As they marched up the stairs, 20-year-old Wendell Allen appeared at the top of the staircase. He was shirtless, wearing only pants and a pair of sneakers.
He had nothing in his hands, Orleans Parish District Attorney Leon Cannizzaro said Friday. He was unarmed.
But Colclough fired his weapon once. The bullet tore through Allen’s chest, into his heart and his lungs. He fell on the landing and died within seconds.
I wonder why Colclough didn’t say the magic words – “I thought he was reaching for a gun in his waistband” – to get out of being punished. The other police officers were behind him on the stairs, and therefore had obscured views. It would have created reasonable doubt.
Two possibilities occur to me. First, Colclough may have known that the raid was being recorded by a pinhole camera, and been afraid of lying for fear of being contradicted by the video. Although the video doesn’t show Allen before the shooting, Colclough may not have known that at the time he gave his statement.
Secondly, Colclough may be too honest and honorable a person to lie. The article certainly makes him seem like a good man – one that even the victim’s mother forgave after meeting with him.
Don’t get me wrong – I mainly feel sorry for Wendell Allen and his family. Wendell Allen took care of his many younger siblings and was the first in his family to attend college.

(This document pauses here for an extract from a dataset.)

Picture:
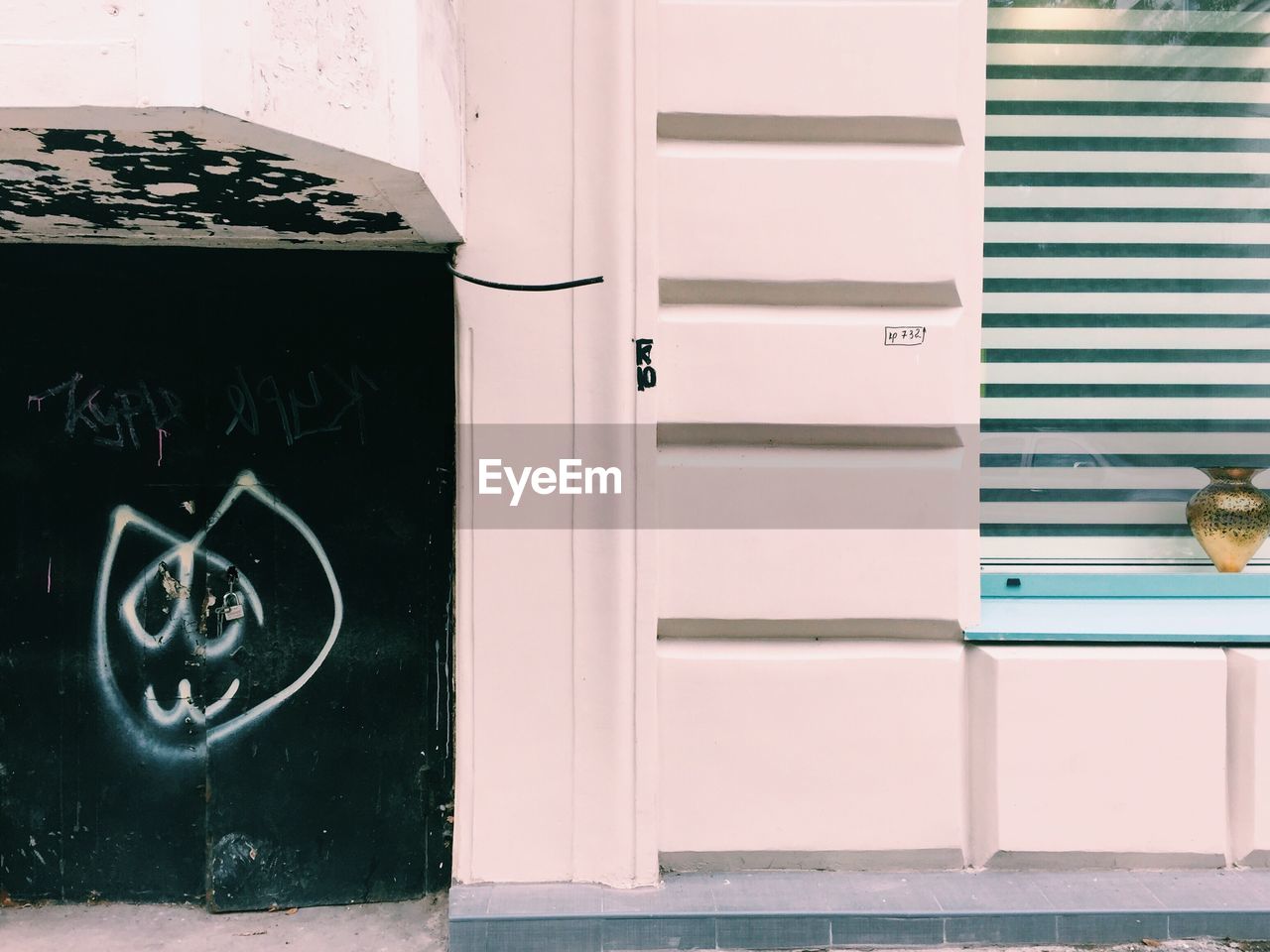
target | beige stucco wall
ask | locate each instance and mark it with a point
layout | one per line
(775, 696)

He sounds like a great guy who worked hard to make something of himself, and now he’s dead at a ludicrously young age and won’t get the chance.
But there’s something unsatisfying about Colclough being the only person punished for this tragedy, because this wasn’t only Colclough’s fault. If it wasn’t Colclough shooting Allen, it would have been a different cop shooting a different civilian. Because our current policies make tragedies like this inevitable.
Radley Balko writes:
Let’s be clear here. Throwing cops in jail for making split-second mistakes under unimaginably perilous circumstances isn’t going to prevent future Wendell Allens. The problem is that bad policy keeps creating those unimaginably perilous circumstances in the first place. Over 100 times per day in America, police officers break into private homes to serve search warrants for consensual, nonviolent crimes. They aren’t preventing violence, they’re creating it. They aren’t saving lives, they’re putting lives at risk.
Until that stops, there will be more bodies.
A police raid like the one that took Wendell Allen’s life should be a very last resort, used rarely, and only in cases where the stakes are high enough to justify risking lives. It wasn’t worth risking the lives of anyone – not the cops, not the people raided – for a shot at arresting an alleged pot dealer. If someone offered to increase the amount of pot in New Orleans by a thousandfold or ten thousandfold or a thousand thousandfold, and in return Wendell Allen would be alive, I’d take that deal in a second, and so would anyone with any sense of proportion.
But while Josh Colclough, who says he has wept for Wendell Allen every day since the shooting, sits in prison, and while Wendell Allen lies dead, the people who decided to invade the Allen home with a door-smashing raid are not dead or in prison. The higher-ups in the police department who decide on priorities and tactics will not be punished at all. The politicians who have made careers out of anti-drug hysteria will not be punished at all.
It’s good Colclough was held responsible. It’s appalling that he’s the only one.